Issues that actually define people’s daily lives.

We should be talking instead about the issues that actually define people’s daily lives. Wages that don’t stretch far enough. Social security payments that have withered away. The insecurity of zero-hours contracts and fire-and-rehire. Council services stripped bare by a decade and a half of cuts. The lack of secure, affordable housing. Childcare that costs more than rent. Public transport that is expensive, unreliable, or simply non-existent. Schools and hospitals overstretched, crying out for funding and modernisation.

To be fair, this government has made some positive moves. The public sector pay settlements helped bring an end to waves of industrial action. The Employment Rights Bill is a start in rebalancing the world of work. The Rail Passenger Ownership Bill opens the door to better, cheaper train services. The Renters’ Rights Bill will give tenants more security. The pledge of a new generation of affordable housing is welcome.

But these steps are not enough. They do not yet match the scale of the task ahead – undoing 14 years of Conservative austerity and creating a fairer, greener, more secure future.

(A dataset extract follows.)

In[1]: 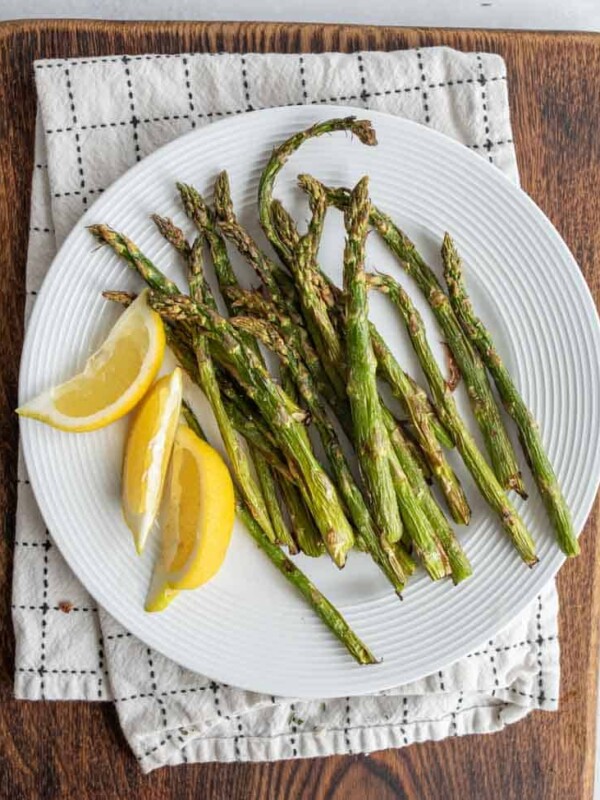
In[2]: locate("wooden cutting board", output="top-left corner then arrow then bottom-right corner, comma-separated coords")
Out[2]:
0,20 -> 600,800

Labour must lift its sights

In my constituency, Middlesbrough and Thornaby East, the reality is stark. Too many of my constituents still live in poverty. Families wait months for temporary accommodation. Huge developments at Teesworks generate wealth – but not enough local people see the benefits. We waited eight years for a new secondary school. Our brilliant hospital is under-resourced and short of beds. Our railways, 200 years after they were born in this region, still lack electrification. Our buses fail to get people where they need to go. This is not just Middlesbrough’s story – it is Britain’s story.

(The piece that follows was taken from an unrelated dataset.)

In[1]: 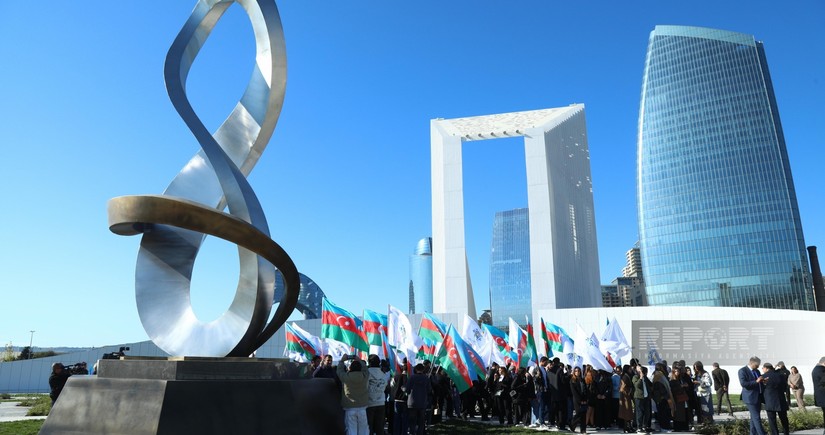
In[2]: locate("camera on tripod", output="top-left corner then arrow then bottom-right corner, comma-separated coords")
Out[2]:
102,346 -> 130,359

So Labour must lift its sights. We need to be more transformative, not less. And that begins with rejecting the obsession with asylum hotels and the relentless scapegoating of migrants. This is Farage’s agenda, not ours. It dehumanises people whose only “crime” is seeking a better life, whether by working hard and paying taxes or by fleeing war and persecution. And it diverts us from our true task – transforming lives for the better.

Fairly tax the vast fortunes of a few so we can fund services for the many

Instead, Labour must go after inequality with seriousness. Today, 50 families in Britain hold as much wealth as the poorest half of the country. That is not inevitable; it is the result of political choices. Fairly tax the vast fortunes of a few so we can fund services for the many.

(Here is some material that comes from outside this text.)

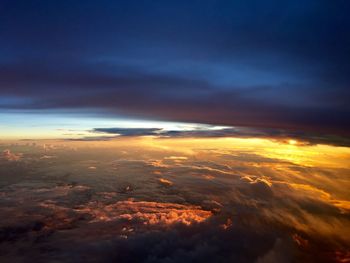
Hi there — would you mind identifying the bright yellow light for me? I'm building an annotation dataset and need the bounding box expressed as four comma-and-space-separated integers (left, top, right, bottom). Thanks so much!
288, 140, 298, 145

We must end the dogma of outsourcing and privatisation. For decades, public services have been hollowed out by profiteering, consultants, and shareholders’ dividends. Labour should bring services back into public hands and rebuild them for people, not profit.

We must deliver a new wave of council housing – not just affordable housing, but genuinely secure, publicly owned homes. We cannot repeat the New Labour mistake of relying on private finance initiatives that leave us indebted while corporations extract profit. Councils must be empowered and funded to build.

And on the world stage, Britain must rediscover moral clarity. If a regime is starving civilians, bombing hospitals, or murdering aid workers, we should say so plainly. We should not arm them, not trade with them, not excuse them. We should use every tool available to stop violence and save lives. This is not radical; it is the bare minimum people expect from a country that still talks of its values.

Change people can feel

This is what Labour was elected to do – to make life fairer, more secure, and more hopeful. But we will not achieve that by imitating the right or recycling the playbook of the 2000s. The country has moved on. People are tired of tinkering at the edges. They want change they can feel – in their wages, their homes, their services, their communities.

Angela Rayner’s resignation should be a wake-up call, not just a reshuffling of chairs. If we waste this moment, if we duck the hard choices, Labour risks becoming irrelevant. But if we are bold, if we set the agenda rather than follow it, then we can make this decade a transformative one for Britain.

That is the choice before us. And the time to choose is now.